Is it possible to plan a Disney World vacation on a tight budget?
Oh, sure. You can even stay on-property for a reasonable cost provided that you’re willing to take some specific steps. I’m leaving aside travel to the WDW resort as that’ll vary dramatically depending on where you’re coming from, but be sure to think about that, too.
- Stay at a Value Resort. These include the All-Star resorts, Pop Century, and the Art of Animation Resort. According to All Ears dot net, for example, standard rooms at Pop range from $105–$200. (Pop Century Resort Value Resort). You can probably find off-property hotel rooms cheaper than that, but short of camping at Fort Wilderness, that’s about as inexpensive as it’ll get on-property.
- Economize on your park tickets. Disney will almost always suggest that you buy a ticket for each day of your trip, including both travel days. I advise against that: depending on when you arrive, your arrival day might be a total wash, and I don’t think going to the parks on your departure day is good either. So if you fly in on a Saturday and fly back out the following Sunday, Disney will suggest you buy 9-day tickets when 7 days is probably the most you’ll spend in the parks. Admittedly, the extra days get cheaper per-day, but that’s an easy way to cut back. And if you wanted to, say, go over to Universal or even just check out local malls, you could cut another day or two and save more. I usually advise the Park Hopper option for maximum flexibility, but you’ll have to pay for that, so consider if you’ll use it.
- Be smart about meals and snacks. There’s no reason for you to spend the money on Disney dining if you don’t want to. Stop at a grocery store on your way to the resort and buy beverages, breakfast foods, and snacks, and that way you can cut back on what you’d buy while there. Unless you’re advised otherwise, your hotel room should have a mini-fridge - so stock it! Sure, Disney’s restaurants are great, but they can be pricey. If you can eat breakfast and your afternoon snack in your room, you’ll save a bit of cash each day. And don’t buy the Dining Plan unless you absolutely know what you’re getting into - just about every Disney travel writer I’ve followed has advised against it and suggested paying for meals a la carte instead.
- Minimize souvenirs. Look, I get the appeal as much as anyone, but apparel in the parks is way overpriced. I’m a big fan of buying a Disney-themed picture frame or two that you can fill in with photos from your trip, but there’s no need to buy a t-shirt every day or a coffee mug in every park, or anything like that.
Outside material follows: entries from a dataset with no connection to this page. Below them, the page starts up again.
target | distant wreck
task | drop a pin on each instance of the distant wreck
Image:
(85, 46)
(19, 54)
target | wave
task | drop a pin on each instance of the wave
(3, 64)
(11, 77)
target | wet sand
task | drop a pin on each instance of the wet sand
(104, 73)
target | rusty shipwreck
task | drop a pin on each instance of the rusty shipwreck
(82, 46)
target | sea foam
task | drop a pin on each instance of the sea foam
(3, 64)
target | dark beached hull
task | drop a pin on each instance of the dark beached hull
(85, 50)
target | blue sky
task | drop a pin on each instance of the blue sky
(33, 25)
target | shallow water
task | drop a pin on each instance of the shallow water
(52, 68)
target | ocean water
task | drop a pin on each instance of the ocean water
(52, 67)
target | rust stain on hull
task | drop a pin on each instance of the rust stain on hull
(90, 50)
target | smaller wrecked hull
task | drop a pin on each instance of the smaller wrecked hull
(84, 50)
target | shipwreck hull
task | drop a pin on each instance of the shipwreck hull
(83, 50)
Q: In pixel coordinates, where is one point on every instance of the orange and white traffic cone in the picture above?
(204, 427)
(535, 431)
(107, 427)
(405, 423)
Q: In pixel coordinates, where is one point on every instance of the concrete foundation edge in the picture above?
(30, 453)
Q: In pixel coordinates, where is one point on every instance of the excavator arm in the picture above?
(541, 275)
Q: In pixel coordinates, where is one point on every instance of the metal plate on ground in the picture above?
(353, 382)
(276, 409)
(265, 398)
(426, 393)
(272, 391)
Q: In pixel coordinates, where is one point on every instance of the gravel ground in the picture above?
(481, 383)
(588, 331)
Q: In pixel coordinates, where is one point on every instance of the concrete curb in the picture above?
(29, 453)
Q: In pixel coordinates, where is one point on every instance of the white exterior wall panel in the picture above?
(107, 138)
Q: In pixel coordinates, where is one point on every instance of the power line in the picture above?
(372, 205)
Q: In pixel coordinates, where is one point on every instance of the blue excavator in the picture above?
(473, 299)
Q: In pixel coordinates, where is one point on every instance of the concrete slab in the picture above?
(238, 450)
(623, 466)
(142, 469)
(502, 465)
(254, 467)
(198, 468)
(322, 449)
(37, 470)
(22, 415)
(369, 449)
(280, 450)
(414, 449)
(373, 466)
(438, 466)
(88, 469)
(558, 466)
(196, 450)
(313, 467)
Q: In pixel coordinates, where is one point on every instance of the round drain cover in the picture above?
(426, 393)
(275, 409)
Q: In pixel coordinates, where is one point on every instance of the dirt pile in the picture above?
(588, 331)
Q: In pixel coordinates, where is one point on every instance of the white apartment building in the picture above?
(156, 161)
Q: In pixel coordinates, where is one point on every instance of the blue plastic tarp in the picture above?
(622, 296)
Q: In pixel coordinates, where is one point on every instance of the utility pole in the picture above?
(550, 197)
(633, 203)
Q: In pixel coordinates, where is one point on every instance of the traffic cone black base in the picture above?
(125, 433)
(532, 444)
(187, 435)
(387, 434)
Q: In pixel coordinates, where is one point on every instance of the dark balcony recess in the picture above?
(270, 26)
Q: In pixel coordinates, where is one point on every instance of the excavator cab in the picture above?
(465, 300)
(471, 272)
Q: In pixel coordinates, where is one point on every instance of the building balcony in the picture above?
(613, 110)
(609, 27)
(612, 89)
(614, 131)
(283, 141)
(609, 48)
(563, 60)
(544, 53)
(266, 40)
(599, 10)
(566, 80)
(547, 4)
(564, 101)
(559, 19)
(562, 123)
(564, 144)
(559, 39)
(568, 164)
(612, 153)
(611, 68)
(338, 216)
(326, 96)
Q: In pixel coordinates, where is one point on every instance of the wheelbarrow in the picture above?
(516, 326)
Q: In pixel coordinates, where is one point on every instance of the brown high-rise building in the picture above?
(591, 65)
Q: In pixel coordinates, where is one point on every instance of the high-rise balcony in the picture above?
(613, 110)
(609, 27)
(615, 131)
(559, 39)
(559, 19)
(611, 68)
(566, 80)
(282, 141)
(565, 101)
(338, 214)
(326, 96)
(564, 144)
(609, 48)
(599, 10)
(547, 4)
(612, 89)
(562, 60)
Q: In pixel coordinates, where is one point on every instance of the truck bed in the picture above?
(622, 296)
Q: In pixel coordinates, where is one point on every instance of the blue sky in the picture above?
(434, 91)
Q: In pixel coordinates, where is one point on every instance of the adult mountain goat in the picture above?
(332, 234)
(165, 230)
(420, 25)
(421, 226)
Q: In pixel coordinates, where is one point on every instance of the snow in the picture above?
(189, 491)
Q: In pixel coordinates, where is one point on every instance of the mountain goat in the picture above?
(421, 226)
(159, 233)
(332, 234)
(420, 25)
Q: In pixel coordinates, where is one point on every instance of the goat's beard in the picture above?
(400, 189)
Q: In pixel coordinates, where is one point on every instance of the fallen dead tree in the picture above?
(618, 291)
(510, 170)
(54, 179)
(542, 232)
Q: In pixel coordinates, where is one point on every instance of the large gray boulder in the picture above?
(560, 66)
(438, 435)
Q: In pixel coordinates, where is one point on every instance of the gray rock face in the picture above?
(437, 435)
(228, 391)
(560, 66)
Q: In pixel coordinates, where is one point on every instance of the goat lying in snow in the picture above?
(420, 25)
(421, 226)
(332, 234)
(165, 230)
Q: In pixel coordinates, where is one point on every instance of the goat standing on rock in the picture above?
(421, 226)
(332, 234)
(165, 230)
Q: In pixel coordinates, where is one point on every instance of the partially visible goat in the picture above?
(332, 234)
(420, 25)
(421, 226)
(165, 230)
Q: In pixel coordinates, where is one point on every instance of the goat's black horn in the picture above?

But perhaps most importantly, no matter whether you want to economize or not: plan, plan, plan! Tailor your vacation according to your group’s dynamics. It’s easier to spend less time on-property if you have small children that won’t last forever in the parks. It’s easier to spend long hours on the attractions if your kids are a bit older and want to do their own thing, or if you’re traveling with adults that want to see everything. Take a look at attraction closures and construction alerts so that you can, say, spend less time at Hollywood Studios while half of it is being rebuilt, or maybe spend more time at Epcot drinking around the world. Figure out what kind of vacation you want to have and customize your plans accordingly, and you’ll have a great time.